Since the end of January this year, on the conventional scoreboard, Imran Khan has endured body-blow after body-blow. His key political associates and partners left him for dead. He lost the Vote on No Confidence. 

He was humiliated by the Supreme Court. He was very clearly responsible for the inflationary spiral and the spike in the US dollar rate. He singlehandedly almost destroyed the country’s relationship with the United States. 

He has suffered the indignity of being surrounded by people like Farah Gogi, with credible allegations of nepotism and corruption now associated with him. He has been slapped on the wrist by the Election Commission of Pakistan. And he has been taken off the airwaves. And yet he stands taller and more defiantly today than ever before.

He has won every meaningful political contest anyone has gotten into with him. He won the big by-elections in Punjab. He has won by-elections elsewhere too, most recently this weekend in Karachi. He has won hearts and minds at a rate and pitch that his opponents continue to ignore and defy to their profound detriment. He owns Pakistani and ex-pat Pakistani social media, broadcast media and print media. 

The lede, the meat and the bones, and the accents of the Pakistani discourse all converge on ‘What Will Imran Khan Do Next?’ Chowk. His speeches, until the disgraceful Pemra ban, were being broadcast live by even the news channels that he and his party had hounded and harangued and harassed shamelessly when they were in power.

Sadly, all of this is underpinned not by a grand vision for Pakistan, nor by any particularly inspiring set of principles. 

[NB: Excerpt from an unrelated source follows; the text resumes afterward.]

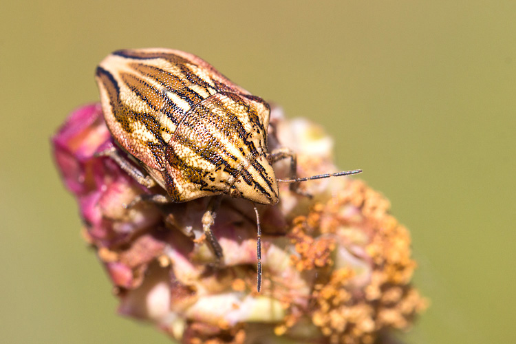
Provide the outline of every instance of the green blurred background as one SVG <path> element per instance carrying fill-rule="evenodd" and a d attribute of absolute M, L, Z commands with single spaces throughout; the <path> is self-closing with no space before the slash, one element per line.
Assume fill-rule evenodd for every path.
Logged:
<path fill-rule="evenodd" d="M 516 343 L 516 1 L 4 1 L 0 342 L 170 343 L 115 314 L 49 138 L 123 47 L 202 56 L 323 125 L 411 230 L 407 343 Z"/>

As I wrote back in 2014, as he held court at D Chowk for 126 consecutive days, Khan is the world’s oldest teenager. But he is now the world’s oldest teenager that has experienced driving the luxury car that daddy gave him. It matters little that he crashed the car repeatedly, or that he will do all of what he has already done, again and again, and again. It also matters very little that daddy is angry and upset at him. Like every spoilt only-child, he knows that he has the keys to the kingdom.

The relative helplessness and desperation of his opponents, whether in London, in Shaheed Benazirabad, in DI Khan, in Rawalpindi or in Islamabad is anchored not in the absence of a winning narrative, but in the absence of ideas. Imran Khan’s big idea? That the old way of doing things doesn’t work. His solution? Imran Khan. Quick and easy. Just like Imran Khan. Everyone else requires paragraphs upon paragraphs of caveats.

A winning big idea may have a chance of competing with and beating Khan – the desperation we see, however, does not. If you are waiting for Khan’s opponents to figure this out, you may be waiting a while.

In the meantime, don’t forget to contribute to the flood relief efforts in Balochistan and Sindh, and keep saying a prayer for the truly desperate in this country that needed a capable elite to take care of them under the barrage of inflation and flooding that defined this summer.


The writer is an analyst and commentator.